An example would be the agreement between Reddit and Google allowing Google to use collected data to create large language models (LLM) to train Google AI. According to Jain, it is a good bot. However, bot activity in China is an example of bot misuse.

“We found many entities in China trying to do exactly the same thing. Let’s say it’s OpenAI, where they try to scrape the system or use APIs to get more data without having any contract or payment terms with OpenAI,” he explained.

Stay ahead of bot threats

According to Davi, cybersecurity firms such as Arkose Labs specialize in advanced security measures designed to protect e-commerce sites from bot activity. They use constantly updated, highly advanced detection technology.
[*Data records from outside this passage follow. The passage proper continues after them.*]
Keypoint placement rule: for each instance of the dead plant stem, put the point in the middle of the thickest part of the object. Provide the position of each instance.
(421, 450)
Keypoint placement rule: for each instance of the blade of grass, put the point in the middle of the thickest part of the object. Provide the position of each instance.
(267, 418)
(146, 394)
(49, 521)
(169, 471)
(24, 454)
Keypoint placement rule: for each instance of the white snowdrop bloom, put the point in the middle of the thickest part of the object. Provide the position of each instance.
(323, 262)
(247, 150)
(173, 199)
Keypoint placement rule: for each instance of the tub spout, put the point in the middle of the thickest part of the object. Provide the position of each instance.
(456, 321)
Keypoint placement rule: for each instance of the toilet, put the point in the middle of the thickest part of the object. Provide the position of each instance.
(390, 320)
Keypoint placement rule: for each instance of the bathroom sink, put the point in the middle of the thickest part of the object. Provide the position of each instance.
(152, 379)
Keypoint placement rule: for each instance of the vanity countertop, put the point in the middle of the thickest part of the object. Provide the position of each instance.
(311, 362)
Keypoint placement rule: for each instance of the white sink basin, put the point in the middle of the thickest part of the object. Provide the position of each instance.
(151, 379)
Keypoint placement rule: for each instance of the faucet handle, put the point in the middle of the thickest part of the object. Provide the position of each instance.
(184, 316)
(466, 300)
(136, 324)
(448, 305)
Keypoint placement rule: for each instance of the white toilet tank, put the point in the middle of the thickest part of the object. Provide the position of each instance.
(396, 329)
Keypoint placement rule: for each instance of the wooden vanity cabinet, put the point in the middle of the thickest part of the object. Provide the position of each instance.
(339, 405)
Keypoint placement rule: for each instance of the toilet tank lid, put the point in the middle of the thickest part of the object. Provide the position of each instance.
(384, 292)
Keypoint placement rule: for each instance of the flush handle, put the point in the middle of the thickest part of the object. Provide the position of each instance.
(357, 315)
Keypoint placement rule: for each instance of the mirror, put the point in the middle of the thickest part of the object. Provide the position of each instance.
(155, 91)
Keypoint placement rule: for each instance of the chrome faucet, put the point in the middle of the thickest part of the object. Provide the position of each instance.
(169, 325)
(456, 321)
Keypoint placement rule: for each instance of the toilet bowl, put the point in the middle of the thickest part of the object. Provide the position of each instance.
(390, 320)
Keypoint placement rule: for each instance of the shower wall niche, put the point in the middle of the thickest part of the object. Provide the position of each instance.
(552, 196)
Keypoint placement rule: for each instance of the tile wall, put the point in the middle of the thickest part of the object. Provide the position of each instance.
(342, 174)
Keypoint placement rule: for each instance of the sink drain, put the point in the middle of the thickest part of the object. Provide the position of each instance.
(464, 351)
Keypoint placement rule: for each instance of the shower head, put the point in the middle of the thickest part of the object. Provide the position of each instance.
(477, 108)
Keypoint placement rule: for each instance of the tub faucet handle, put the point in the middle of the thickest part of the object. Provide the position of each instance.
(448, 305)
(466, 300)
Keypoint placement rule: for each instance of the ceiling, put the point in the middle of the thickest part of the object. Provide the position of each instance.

“We basically monitor everything the attackers do. We are able to understand how they attack and why. This allows us to improve our detection methods, improve interceptions and prevent attacks,” he said.

Bot attacks are an ever-emerging process that cuts across many different industries. When Arkose limits the attack scenario to one sector, attackers will jump to another industry or platform.

“It’s like a cat and mouse game. Currently, the attacks are the most numerous in history, but they are also the most contained,” Davie revealed.

I’m always looking for attack signals

Jain, of course, could not reveal the company’s defense secret. However, he recognized that this exploits various signals observable on e-commerce servers. These signals are divided into two categories: active and passive.

Active signals influence the end user. Passive traits work behind the scenes.

For example, look for information about behavior. If you see someone trying to log in to your app but not seeing any mouse movements, the user on the other side of the login screen is probably a bot or script.

Additionally, IT teams should check lists of known bad IP addresses. Lub jeśli zauważą dużą liczbę żądań, na przykład milion żądań w ciągu 30 minut z adresu IP powiązanego z centrum danych, jest to silny wskaźnik aktywności bota.

A third common example is on-site speed testing. They monitor the number of times a specific item of transaction data occurs at specific intervals. You’re looking for anomalies or similarities to known cheating behavior.